To supervise the claims auditors; claims fraud, waste, and abuse coordinators and the related job functions for each position. Ensures delivery of highest level of customer service to the community and its medical providers.

Requirements

  • Bachelor’s degree in related field preferred; minimum three (3) years of supervisor experience in a claims environment preferred; or equivalent combination of education and experience; prior Medi-Cal claims and audit experience preferred.
  • Thorough knowledge of CPT, HCPC procedure coding, and ICD-9 diagnostic coding.
  • Knowledge of medical terminology.
  • Expertise in automated claims procedures and related problems resolution.
  • Typing speed of 30 wpm and proficient use of 10-key calculator preferred.
  • Valid California driver’s license and proof of current automobile insurance compliant with Partnership policy are required to operate a vehicle and travel for company business.
  • Excellent oral and written communication skills.
  • Excellent interpersonal skills with ability to lead and supervise staff to effectively complete assignments within established time frames and standards.
  • Ability to effectively exercise good judgment and handle sensitive issues with frequent interruptions.
  • Good organization skills.
  • Must be able to work in a fast paced environment and maintain courtesy and composure when dealing with internal and external customers.
  • More than 70% of work time is spent in front of a computer monitor.
  • When required, ability to move, carry, or lift objects of varying size, weighing up to 10 lbs.
  • All HealthPlan employees are expected to: Provide the highest possible level of service to clients; Promote teamwork and cooperative effort among employees; Maintain safe practices; and Abide by the HealthPlan’s policies and procedures, as they may from time to time be updated.

Responsibilities

  • Supervises claims auditors and their job functions.
  • Supervises the audit workflow.
  • Supports claims audit functions.
  • Maintains audit inventories within established goals.
  • Supervises Claims Fraud, Waste, and Abuse Coordinators and their job functions.
  • Works closely with Partnership Compliance Department.

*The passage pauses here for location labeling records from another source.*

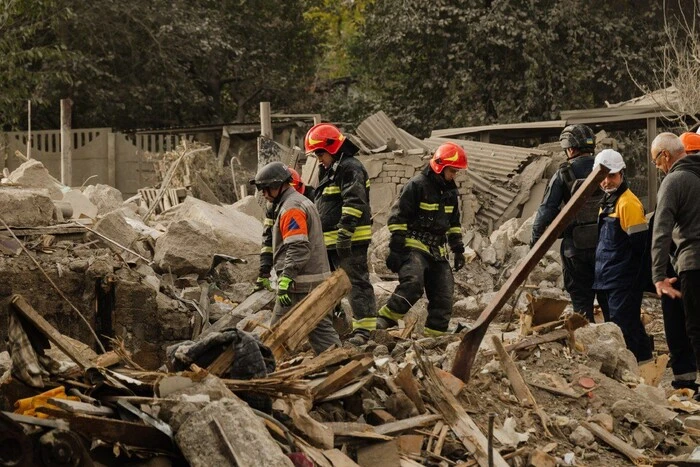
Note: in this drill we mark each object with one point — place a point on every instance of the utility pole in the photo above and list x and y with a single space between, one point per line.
66 143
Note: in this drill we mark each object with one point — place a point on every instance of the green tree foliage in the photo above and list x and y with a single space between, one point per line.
155 62
464 62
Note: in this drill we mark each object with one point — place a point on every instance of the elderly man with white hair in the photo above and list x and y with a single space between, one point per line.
622 242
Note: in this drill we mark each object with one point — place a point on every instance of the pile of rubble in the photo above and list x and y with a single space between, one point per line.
195 376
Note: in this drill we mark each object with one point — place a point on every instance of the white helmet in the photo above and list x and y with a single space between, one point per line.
610 159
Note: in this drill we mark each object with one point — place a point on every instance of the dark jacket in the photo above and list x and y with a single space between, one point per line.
622 241
342 200
557 194
678 218
426 216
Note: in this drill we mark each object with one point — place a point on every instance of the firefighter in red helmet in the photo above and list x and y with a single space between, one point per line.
424 223
342 199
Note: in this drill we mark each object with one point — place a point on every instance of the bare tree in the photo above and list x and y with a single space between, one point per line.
675 85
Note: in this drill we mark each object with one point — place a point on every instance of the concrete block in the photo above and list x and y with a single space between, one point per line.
187 247
33 174
106 198
24 207
200 441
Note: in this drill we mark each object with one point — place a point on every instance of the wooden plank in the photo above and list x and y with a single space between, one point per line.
119 431
616 443
461 423
319 434
80 407
318 363
342 376
347 391
405 380
407 424
517 382
379 454
288 334
26 310
468 348
338 459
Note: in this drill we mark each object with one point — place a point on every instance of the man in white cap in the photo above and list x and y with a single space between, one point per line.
622 241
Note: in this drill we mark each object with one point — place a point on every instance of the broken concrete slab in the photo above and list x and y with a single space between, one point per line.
249 206
605 344
82 207
117 226
105 198
202 443
25 207
33 174
187 247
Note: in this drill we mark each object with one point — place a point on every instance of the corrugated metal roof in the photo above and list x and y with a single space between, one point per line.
507 126
496 161
378 129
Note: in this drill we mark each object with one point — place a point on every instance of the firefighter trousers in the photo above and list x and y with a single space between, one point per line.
361 297
422 272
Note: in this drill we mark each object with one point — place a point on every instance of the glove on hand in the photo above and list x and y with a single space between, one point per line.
459 261
344 244
262 283
283 285
395 260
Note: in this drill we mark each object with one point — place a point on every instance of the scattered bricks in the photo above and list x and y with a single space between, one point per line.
581 437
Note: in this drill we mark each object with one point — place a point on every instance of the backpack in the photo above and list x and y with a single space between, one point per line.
584 228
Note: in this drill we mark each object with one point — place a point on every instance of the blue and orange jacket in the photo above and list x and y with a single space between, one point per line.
622 241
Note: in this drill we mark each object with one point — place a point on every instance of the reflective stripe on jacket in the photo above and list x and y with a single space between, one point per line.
427 215
342 199
297 242
622 241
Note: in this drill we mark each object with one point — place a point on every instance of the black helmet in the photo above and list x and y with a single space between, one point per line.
578 136
272 175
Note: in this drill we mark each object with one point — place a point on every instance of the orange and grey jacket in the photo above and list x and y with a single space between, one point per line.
622 241
342 199
426 216
297 242
268 222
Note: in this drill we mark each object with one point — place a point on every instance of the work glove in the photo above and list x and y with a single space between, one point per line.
262 283
459 261
344 244
283 284
395 260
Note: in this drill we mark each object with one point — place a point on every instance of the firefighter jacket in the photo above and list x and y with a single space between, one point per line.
622 241
557 194
342 199
297 242
268 222
426 216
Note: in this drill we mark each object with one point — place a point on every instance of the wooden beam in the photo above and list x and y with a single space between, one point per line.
405 380
288 334
407 424
468 348
341 377
616 443
43 326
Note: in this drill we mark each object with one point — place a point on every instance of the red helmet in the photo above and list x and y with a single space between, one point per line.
296 180
324 136
448 155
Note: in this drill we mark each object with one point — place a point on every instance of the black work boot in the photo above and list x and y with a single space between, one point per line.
359 337
385 323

  • Reviews quality control audits to ensure compliance within established department guidelines and policies and procedures.

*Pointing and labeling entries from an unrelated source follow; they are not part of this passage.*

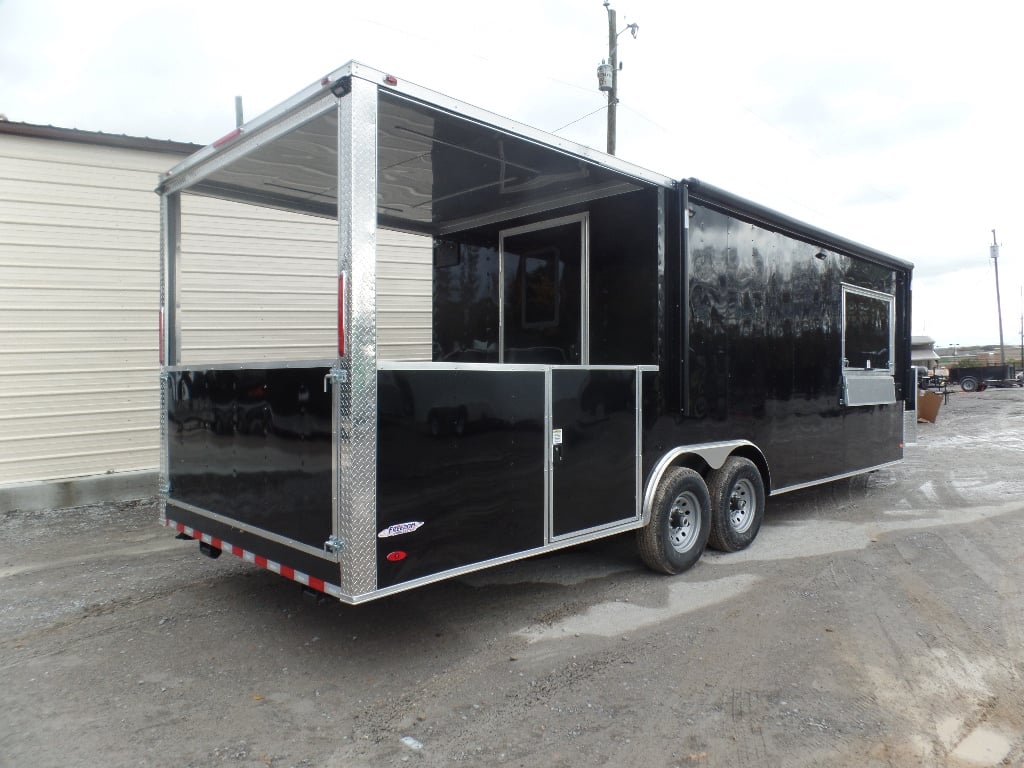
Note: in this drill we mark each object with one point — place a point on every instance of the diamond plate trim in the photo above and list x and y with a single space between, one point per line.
356 477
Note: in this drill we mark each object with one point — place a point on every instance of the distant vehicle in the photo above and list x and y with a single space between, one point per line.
979 378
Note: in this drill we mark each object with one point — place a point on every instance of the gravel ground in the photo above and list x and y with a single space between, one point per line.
876 622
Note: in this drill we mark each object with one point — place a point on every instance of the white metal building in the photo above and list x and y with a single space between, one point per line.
79 317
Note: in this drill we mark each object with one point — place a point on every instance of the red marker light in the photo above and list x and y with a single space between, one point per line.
341 314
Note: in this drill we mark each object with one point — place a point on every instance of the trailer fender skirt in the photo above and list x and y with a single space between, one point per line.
713 454
286 570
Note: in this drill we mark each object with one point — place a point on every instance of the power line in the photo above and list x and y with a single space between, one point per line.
589 114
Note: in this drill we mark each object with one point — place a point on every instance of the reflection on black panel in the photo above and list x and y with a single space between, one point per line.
543 288
594 475
460 469
254 445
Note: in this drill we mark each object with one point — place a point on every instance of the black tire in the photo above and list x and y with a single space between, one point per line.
676 536
737 504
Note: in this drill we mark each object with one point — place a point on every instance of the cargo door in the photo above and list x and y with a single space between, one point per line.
594 449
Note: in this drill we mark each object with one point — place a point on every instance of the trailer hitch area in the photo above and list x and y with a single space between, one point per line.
209 550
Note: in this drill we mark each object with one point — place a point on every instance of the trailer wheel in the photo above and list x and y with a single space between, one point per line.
737 504
675 537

  • Identifies errors and deficiencies, develops and implements corrective action and training plans for audit staff.
  • Interviews and participates in the selection of qualified candidates for the claims audit positions.
  • Trains new staff.
  • Evaluates performance and provides developmental opportunities for staff.

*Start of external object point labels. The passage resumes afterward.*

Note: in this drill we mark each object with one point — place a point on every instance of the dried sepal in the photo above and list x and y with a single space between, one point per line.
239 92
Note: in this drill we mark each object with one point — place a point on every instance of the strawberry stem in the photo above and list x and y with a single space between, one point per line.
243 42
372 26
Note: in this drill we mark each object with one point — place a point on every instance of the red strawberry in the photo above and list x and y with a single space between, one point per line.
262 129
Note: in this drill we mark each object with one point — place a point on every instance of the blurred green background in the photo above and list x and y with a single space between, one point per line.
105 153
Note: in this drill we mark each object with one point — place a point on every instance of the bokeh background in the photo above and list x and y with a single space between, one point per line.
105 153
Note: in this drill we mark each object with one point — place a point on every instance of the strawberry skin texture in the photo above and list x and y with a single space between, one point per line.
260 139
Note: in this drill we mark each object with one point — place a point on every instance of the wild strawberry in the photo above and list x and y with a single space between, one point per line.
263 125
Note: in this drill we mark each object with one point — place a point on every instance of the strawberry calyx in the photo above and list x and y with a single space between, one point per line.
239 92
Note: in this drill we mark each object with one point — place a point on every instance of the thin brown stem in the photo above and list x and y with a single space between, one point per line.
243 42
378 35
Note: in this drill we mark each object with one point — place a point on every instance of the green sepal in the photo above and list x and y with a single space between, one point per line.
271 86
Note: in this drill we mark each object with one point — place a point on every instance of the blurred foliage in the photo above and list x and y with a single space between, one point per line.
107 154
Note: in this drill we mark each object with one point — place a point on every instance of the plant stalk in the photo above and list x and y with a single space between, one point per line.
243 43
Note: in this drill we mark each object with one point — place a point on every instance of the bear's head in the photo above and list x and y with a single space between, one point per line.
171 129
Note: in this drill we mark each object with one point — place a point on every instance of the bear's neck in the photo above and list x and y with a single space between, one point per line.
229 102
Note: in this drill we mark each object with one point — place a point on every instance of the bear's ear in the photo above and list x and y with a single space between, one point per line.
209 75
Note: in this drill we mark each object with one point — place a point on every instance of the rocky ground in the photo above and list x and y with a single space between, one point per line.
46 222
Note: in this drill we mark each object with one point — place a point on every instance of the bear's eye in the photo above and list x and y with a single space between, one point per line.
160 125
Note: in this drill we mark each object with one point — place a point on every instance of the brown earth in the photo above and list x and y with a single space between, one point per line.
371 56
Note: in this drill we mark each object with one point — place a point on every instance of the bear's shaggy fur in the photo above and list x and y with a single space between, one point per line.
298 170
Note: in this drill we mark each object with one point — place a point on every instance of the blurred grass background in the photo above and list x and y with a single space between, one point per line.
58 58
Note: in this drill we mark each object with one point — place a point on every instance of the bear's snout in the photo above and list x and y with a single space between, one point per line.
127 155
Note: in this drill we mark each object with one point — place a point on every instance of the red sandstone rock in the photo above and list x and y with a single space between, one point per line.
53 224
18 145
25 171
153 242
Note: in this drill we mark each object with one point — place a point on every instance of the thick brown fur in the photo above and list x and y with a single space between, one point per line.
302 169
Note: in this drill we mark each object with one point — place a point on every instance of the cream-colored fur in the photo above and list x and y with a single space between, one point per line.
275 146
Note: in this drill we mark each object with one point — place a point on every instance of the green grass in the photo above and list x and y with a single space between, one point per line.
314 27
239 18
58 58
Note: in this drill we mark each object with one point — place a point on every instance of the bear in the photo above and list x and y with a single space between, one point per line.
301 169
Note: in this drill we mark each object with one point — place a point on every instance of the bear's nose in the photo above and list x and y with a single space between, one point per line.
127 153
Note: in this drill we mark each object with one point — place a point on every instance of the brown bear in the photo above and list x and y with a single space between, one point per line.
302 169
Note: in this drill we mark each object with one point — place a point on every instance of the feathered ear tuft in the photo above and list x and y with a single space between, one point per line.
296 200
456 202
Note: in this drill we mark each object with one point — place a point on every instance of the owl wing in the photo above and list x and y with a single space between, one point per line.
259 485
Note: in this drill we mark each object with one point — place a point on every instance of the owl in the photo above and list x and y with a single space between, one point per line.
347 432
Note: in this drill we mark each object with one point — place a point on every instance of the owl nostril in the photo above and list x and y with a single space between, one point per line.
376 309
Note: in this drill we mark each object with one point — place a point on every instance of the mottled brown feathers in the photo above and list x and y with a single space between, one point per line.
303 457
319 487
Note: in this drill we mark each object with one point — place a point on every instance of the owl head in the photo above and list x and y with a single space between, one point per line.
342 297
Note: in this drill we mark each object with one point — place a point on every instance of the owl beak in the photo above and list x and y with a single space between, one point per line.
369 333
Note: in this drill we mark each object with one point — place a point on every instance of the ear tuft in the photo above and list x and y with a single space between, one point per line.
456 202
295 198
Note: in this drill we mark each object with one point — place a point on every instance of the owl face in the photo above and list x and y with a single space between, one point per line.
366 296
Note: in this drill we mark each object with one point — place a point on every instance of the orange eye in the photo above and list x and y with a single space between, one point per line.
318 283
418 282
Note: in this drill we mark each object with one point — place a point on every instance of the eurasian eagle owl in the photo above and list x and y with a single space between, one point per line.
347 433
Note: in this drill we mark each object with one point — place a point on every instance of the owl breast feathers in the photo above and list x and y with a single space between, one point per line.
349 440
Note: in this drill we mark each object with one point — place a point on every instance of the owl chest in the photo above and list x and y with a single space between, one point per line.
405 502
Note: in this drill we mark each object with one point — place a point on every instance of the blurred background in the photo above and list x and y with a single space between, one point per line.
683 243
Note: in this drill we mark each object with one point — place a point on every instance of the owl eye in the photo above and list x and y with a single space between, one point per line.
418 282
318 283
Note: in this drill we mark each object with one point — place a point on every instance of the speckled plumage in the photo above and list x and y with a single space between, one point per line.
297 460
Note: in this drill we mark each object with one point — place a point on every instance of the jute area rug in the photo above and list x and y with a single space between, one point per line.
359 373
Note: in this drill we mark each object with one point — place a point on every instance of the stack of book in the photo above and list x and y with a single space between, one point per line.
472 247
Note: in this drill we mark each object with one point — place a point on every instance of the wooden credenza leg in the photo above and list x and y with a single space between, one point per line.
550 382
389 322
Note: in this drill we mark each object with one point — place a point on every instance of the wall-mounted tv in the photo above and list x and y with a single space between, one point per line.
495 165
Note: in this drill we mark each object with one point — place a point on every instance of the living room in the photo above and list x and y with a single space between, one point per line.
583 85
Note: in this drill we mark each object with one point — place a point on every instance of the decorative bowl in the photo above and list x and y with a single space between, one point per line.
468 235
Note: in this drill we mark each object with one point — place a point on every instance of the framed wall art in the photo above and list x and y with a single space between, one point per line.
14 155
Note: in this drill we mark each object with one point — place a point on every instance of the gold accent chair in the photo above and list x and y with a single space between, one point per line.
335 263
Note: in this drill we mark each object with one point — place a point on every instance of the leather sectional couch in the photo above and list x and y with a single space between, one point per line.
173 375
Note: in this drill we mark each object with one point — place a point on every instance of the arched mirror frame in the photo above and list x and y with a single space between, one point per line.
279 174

  • Counsels performance problems or issues when needed.
  • Reviews and signs time sheets.
  • Drafts important provider notices for Senior Claims Director’s review.
  • Participates in the review of Claims Operating Memorandums, recommends changes for more efficient operations, communicates changes and updates to auditing staff when appropriate.
  • Ensures that concurrent, retrospective, and special audits are completed accurately and timely.
  • Reports outcomes to Claims Department Supervisors, Managers, Associate Directors, and Directors.
  • Develops and implements training schedules for new Claims Examining and CSR staff with Claims Supervisors.
  • Develops and updates Claims Examining and CSR training materials.
  • Supervises and participates in Partnership delegated entity audits.
  • Collects, monitors, tracks, and reports claims delegation reporting for capitated entities to the Partnership sub delegation committee.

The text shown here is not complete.